Zahnd G, Karanasos A, van Soest G, Regar E, Niessen W, Gijsen F, van Walsum T - Int J Comput Assist Radiol Surg (2015)

Bottom Line: In the context of preoperative planning and perioperative decision making, intracoronary optical coherence tomography imaging can provide a very detailed characterization of the arterial wall structure.However, visual interpretation of the images is laborious, subject to variability, and therefore not always sufficiently reliable for immediate decision of treatment.Validated on a dataset of 179 images from 21 patients, the present framework could successfully extract the fibrous cap contours.
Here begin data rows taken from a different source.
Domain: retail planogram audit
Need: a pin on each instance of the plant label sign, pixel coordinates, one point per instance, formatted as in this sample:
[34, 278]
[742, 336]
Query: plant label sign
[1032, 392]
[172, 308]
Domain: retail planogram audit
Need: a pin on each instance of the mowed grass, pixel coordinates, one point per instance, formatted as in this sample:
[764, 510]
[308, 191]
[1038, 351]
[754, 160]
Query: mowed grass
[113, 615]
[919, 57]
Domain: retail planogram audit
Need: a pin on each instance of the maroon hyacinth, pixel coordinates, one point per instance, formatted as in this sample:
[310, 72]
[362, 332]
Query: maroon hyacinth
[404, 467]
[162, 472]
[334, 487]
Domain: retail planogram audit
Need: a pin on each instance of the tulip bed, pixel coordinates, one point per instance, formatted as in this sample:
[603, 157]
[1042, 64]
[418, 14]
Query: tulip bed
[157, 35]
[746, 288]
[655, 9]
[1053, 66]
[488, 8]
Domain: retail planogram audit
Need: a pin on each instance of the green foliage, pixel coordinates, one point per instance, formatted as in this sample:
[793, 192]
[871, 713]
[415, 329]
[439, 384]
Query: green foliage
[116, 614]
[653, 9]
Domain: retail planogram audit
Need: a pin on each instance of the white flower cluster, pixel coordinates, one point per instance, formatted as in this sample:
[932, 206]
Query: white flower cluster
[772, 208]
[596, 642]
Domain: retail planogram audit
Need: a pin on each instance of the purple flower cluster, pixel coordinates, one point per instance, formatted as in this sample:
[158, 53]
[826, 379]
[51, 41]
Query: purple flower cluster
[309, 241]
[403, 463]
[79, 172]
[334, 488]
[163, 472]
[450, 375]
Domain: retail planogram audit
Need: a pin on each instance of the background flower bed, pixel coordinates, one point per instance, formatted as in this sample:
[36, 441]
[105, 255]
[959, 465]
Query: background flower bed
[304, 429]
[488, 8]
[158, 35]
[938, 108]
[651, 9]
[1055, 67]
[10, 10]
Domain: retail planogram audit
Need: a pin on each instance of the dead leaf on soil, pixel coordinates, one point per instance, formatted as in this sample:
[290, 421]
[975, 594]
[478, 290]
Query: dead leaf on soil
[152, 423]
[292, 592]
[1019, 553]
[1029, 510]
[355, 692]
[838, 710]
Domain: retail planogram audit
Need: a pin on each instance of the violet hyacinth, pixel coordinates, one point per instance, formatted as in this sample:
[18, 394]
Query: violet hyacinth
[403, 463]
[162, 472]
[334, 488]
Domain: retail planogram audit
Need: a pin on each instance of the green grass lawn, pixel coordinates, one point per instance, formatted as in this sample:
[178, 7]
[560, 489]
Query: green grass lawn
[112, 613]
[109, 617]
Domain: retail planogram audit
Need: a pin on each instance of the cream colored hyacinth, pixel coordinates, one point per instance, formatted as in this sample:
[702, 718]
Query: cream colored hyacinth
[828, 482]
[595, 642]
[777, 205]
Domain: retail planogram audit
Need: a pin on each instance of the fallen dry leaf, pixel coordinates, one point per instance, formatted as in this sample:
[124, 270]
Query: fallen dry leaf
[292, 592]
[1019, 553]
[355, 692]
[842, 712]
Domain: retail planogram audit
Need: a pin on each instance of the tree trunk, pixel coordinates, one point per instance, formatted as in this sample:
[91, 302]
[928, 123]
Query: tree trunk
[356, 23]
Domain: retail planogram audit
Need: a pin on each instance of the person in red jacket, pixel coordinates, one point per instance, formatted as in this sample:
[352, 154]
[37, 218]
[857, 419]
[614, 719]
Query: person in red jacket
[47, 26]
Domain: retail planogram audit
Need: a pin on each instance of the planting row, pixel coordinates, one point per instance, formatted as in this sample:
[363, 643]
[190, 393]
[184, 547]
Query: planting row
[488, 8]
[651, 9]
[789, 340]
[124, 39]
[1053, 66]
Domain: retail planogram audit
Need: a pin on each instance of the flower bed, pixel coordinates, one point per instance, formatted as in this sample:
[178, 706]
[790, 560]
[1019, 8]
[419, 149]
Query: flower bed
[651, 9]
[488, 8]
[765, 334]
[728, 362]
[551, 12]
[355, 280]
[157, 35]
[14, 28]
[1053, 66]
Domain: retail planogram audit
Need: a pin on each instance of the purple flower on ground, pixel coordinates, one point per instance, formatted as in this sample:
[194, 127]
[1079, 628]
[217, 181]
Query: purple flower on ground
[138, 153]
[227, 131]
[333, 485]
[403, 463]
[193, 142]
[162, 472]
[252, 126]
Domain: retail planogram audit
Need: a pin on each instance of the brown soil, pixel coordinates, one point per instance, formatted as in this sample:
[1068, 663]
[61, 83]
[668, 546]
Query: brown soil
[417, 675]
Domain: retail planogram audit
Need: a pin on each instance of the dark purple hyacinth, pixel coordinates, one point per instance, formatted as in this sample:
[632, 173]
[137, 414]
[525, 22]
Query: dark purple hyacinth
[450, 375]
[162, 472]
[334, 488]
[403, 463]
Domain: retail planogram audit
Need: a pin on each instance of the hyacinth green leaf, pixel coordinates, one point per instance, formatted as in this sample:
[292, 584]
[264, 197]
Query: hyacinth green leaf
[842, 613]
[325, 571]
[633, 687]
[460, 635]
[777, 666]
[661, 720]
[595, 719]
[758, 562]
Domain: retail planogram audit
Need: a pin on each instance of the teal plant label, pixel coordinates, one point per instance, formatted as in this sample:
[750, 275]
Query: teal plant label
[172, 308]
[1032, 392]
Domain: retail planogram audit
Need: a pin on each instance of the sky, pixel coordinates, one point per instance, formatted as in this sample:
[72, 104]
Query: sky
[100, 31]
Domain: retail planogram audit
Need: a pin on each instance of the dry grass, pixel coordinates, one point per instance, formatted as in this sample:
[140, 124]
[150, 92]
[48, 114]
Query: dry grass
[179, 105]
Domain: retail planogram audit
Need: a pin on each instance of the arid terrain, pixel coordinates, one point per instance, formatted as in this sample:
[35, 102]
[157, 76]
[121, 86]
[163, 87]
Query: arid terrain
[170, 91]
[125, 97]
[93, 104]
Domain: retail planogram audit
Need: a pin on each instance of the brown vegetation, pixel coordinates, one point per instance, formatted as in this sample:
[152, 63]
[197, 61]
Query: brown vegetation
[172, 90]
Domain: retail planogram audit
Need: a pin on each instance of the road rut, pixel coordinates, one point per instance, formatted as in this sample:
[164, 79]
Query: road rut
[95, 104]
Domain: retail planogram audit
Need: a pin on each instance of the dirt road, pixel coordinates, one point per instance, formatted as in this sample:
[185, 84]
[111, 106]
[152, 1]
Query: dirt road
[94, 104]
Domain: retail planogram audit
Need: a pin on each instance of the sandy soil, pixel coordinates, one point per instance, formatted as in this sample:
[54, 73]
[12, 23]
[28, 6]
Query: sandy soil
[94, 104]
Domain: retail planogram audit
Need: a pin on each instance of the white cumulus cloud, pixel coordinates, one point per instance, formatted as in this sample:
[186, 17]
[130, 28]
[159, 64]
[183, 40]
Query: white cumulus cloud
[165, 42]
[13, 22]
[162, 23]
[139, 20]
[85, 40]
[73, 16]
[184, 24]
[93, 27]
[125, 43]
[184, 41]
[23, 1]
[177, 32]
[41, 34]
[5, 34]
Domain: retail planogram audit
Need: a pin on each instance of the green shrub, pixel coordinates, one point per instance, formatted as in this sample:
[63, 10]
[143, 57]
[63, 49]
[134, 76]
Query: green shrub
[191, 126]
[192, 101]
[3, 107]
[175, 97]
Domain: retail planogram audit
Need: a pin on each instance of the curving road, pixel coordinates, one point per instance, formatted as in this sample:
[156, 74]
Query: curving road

View Article: PubMed Central - PubMed

Affiliation: Biomedical Imaging Group Rotterdam, Departments of Radiology and Medical Informatics, Erasmus Medical Center, P.O. Box 2040, 3000 CA, Rotterdam, The Netherlands, g.zahnd@erasmusmc.nl.

ABSTRACT

Objectives: Fibrous cap thickness is the most critical component of plaque stability. Therefore, in vivo quantification of cap thickness could yield valuable information for estimating the risk of plaque rupture. In the context of preoperative planning and perioperative decision making, intracoronary optical coherence tomography imaging can provide a very detailed characterization of the arterial wall structure. However, visual interpretation of the images is laborious, subject to variability, and therefore not always sufficiently reliable for immediate decision of treatment.

Methods: A novel semiautomatic segmentation method to quantify coronary fibrous cap thickness in optical coherence tomography is introduced. To cope with the most challenging issue when estimating cap thickness (namely the diffuse appearance of the anatomical abluminal interface to be detected), the proposed method is based on a robust dynamic programming framework using a geometrical a priori. To determine the optimal parameter settings, a training phase was conducted on 10 patients.
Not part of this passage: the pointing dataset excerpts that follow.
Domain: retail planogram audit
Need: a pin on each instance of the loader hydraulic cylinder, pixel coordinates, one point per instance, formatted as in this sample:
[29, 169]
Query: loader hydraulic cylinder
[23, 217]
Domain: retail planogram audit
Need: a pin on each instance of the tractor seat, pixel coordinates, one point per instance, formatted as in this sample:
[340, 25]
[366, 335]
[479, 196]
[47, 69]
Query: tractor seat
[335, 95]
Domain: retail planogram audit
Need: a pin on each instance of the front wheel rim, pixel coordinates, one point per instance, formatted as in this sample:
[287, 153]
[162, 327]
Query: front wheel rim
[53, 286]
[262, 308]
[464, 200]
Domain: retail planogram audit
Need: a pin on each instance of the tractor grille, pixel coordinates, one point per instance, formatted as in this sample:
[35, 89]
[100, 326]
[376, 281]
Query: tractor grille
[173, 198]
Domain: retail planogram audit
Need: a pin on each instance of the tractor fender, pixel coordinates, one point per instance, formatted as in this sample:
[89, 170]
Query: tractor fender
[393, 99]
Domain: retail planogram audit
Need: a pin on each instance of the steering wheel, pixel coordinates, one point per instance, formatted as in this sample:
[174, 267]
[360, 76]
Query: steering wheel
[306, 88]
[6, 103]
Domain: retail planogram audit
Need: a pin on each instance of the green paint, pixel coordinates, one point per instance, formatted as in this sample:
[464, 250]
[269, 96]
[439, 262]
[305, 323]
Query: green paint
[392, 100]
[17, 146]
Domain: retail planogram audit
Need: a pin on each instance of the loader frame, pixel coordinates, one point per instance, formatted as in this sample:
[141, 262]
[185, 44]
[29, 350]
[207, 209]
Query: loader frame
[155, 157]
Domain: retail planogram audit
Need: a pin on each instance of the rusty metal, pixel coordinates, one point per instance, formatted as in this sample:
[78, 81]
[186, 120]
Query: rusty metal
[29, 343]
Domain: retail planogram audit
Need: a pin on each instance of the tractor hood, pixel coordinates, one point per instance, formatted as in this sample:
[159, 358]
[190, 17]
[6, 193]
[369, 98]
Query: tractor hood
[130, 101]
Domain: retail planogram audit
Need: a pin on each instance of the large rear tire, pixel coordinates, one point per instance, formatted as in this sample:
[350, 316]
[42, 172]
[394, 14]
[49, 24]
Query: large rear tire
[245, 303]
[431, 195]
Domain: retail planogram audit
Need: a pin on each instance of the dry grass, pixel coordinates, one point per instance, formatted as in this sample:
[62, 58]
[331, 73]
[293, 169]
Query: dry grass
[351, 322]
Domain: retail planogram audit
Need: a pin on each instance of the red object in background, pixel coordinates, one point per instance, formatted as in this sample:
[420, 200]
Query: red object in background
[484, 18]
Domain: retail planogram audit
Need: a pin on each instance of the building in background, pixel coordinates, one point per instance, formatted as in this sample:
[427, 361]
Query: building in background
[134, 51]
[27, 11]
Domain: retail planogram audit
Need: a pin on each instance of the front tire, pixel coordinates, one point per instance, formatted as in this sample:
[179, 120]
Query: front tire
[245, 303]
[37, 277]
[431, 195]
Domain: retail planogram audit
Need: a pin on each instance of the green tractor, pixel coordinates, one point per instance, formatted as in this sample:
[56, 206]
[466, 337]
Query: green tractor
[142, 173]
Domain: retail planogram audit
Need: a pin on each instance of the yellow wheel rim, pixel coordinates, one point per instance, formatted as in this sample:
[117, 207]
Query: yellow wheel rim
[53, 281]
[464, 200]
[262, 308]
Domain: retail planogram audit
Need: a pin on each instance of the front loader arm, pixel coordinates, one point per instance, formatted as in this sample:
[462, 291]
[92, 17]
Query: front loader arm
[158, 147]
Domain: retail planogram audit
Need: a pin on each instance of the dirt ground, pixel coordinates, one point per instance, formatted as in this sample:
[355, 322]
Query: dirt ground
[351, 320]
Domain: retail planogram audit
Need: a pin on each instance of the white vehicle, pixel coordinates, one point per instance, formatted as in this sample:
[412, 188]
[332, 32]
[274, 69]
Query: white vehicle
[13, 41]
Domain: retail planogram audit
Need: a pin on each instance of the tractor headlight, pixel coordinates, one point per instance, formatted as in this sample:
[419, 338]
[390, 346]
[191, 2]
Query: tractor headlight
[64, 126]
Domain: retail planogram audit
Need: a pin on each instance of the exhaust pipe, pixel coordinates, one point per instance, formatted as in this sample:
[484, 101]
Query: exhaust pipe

Results: Validated on a dataset of 179 images from 21 patients, the present framework could successfully extract the fibrous cap contours. When assessing minimal cap thickness, segmentation results from the proposed method were in good agreement with the reference tracings performed by a medical expert (mean absolute error and standard deviation of 22 ± 18 μm) and were similar to inter-observer reproducibility (21 ± 19 μm, R = .74), while being significantly faster and fully reproducible.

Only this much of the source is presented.